John Muir, the famed Scottish-American naturalist and “Father of the National Parks,” once wrote that only in the wilderness could he find his soul.
Like Muir, artist Bill Iles turns to the swamps and forests of Southwest Louisiana as a refuge of beauty and serenity in a chaotic and troubled world.
“I don’t paint what you see in nature because nature is too confusing,” says Iles, who lives in Lake Charles with his long-time partner and fellow artist Amanda Hext. “I’m trying to present some underlying sense of order to a world of disorder. I find great solace in nature and the woodlands and swamps around where I have spent most of my life.”

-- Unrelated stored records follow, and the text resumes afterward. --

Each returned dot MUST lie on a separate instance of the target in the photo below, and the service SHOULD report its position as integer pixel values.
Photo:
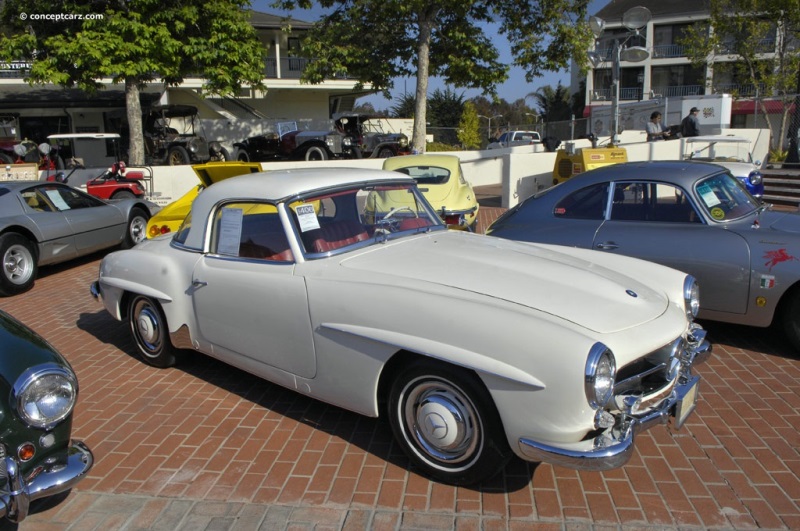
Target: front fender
(449, 353)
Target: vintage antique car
(43, 223)
(693, 216)
(731, 152)
(442, 182)
(39, 393)
(281, 275)
(170, 217)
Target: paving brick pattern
(205, 446)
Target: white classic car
(476, 348)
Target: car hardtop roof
(84, 136)
(718, 138)
(279, 185)
(424, 159)
(677, 171)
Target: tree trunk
(423, 67)
(134, 107)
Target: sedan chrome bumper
(614, 447)
(57, 474)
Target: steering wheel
(394, 211)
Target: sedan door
(247, 299)
(657, 222)
(95, 224)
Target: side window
(586, 203)
(250, 230)
(656, 202)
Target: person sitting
(655, 129)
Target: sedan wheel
(150, 332)
(445, 421)
(137, 228)
(19, 264)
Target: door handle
(607, 246)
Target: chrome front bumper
(614, 447)
(56, 474)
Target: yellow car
(169, 218)
(441, 181)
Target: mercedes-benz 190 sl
(548, 353)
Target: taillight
(454, 219)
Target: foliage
(135, 43)
(468, 134)
(443, 38)
(405, 107)
(755, 42)
(554, 103)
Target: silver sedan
(692, 216)
(44, 223)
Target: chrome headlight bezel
(691, 297)
(45, 395)
(600, 375)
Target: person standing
(690, 126)
(656, 129)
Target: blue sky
(514, 88)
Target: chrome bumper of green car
(54, 475)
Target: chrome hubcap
(18, 264)
(442, 421)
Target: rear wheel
(137, 228)
(445, 420)
(150, 333)
(790, 318)
(19, 264)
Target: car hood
(782, 221)
(213, 172)
(536, 277)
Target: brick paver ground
(205, 446)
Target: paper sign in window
(306, 217)
(230, 231)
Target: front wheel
(444, 419)
(19, 264)
(137, 228)
(150, 332)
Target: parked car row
(367, 276)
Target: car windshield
(720, 151)
(426, 174)
(361, 216)
(725, 198)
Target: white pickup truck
(516, 138)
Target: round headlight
(45, 395)
(601, 371)
(691, 296)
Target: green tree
(752, 41)
(375, 41)
(468, 134)
(136, 42)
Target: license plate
(687, 401)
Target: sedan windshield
(725, 198)
(361, 216)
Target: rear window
(426, 174)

As a result, his landscapes are more impressions than reality, even allegories of his own personal journey.
Born in 1943 in Dry Creek, Iles is an accomplished painter who taught art at McNeese State University in Lake Charles for over 30 years. His work, which has won numerous awards, has appeared in hundreds of solo and group exhibitions at art galleries in Louisiana and Texas. Accolades aside, Iles’ paintings are soul-cleansing expressions of an earlier time and place.
“When I go out in the swamps around Lake Charles,” Iles says, “I just spend time looking and taking in the feeling of the woodlands. I fully realize that nature is a harsh world with an underlying survival of the fittest world, but I have no great desire to paint that world. I am more interested in creating scenes that are places of light and harmony.”

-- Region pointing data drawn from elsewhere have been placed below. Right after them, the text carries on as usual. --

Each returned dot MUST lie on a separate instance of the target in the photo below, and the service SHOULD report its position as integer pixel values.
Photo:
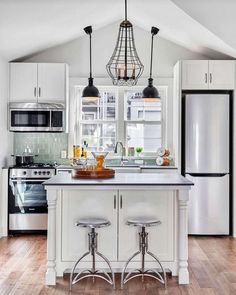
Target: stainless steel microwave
(36, 117)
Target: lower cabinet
(118, 241)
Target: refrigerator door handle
(207, 174)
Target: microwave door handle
(50, 120)
(29, 180)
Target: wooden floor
(212, 266)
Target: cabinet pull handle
(114, 201)
(210, 77)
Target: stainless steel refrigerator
(207, 162)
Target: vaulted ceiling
(204, 26)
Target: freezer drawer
(209, 205)
(207, 133)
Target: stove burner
(36, 165)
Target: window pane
(99, 135)
(138, 108)
(91, 129)
(144, 135)
(108, 130)
(108, 143)
(90, 113)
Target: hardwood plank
(212, 267)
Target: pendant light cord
(125, 9)
(90, 41)
(154, 31)
(151, 57)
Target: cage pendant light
(90, 92)
(150, 92)
(124, 66)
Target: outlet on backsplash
(48, 146)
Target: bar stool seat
(142, 223)
(92, 224)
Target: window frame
(120, 122)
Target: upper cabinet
(38, 82)
(208, 74)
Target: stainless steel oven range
(27, 203)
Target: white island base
(162, 196)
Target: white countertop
(136, 179)
(125, 166)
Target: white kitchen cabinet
(208, 74)
(221, 74)
(154, 204)
(38, 82)
(23, 82)
(195, 74)
(51, 81)
(87, 203)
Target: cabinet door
(84, 204)
(155, 204)
(195, 74)
(51, 82)
(23, 82)
(221, 74)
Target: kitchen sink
(125, 168)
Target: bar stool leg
(73, 270)
(143, 249)
(92, 241)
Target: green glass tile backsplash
(47, 146)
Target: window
(121, 114)
(98, 120)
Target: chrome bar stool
(92, 223)
(143, 250)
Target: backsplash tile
(47, 146)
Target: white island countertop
(159, 179)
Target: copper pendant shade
(124, 66)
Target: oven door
(27, 196)
(29, 120)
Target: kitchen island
(163, 196)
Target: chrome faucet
(122, 152)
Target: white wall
(5, 137)
(76, 53)
(5, 143)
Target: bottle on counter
(84, 148)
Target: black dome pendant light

To create these visual illusions, Iles uses sketches and photographs to “flush out the nuances” of plant life found in the landscape. With brushes and paints, he then plays with light and shadows and contrasting colors, textures and brush strokes to create visual tensions to force viewers’ eyes deep into his imaginary forests. Muted beech trees in the foreground of his paintings act almost as barriers that viewers much breach before emerging into the bright sunlight.
“I sort of invent the painting as I work,” he says. “I have often found myself lost in the painting just as in nature you can be lost in the woods. As I’m working, I am in touch with a lifetime of memories of the woods. I find myself creating my own version of the world or my idealistic vision of my world.”
To remind him of that “idealistic vision,” a passage from T.S. Eliot’s poem “The Waste Land” hangs on his studio wall, “The end of all our exploring will be to arrive where we started and to know the place for the first time.”
With each painting, Iles returns to that place for the first time.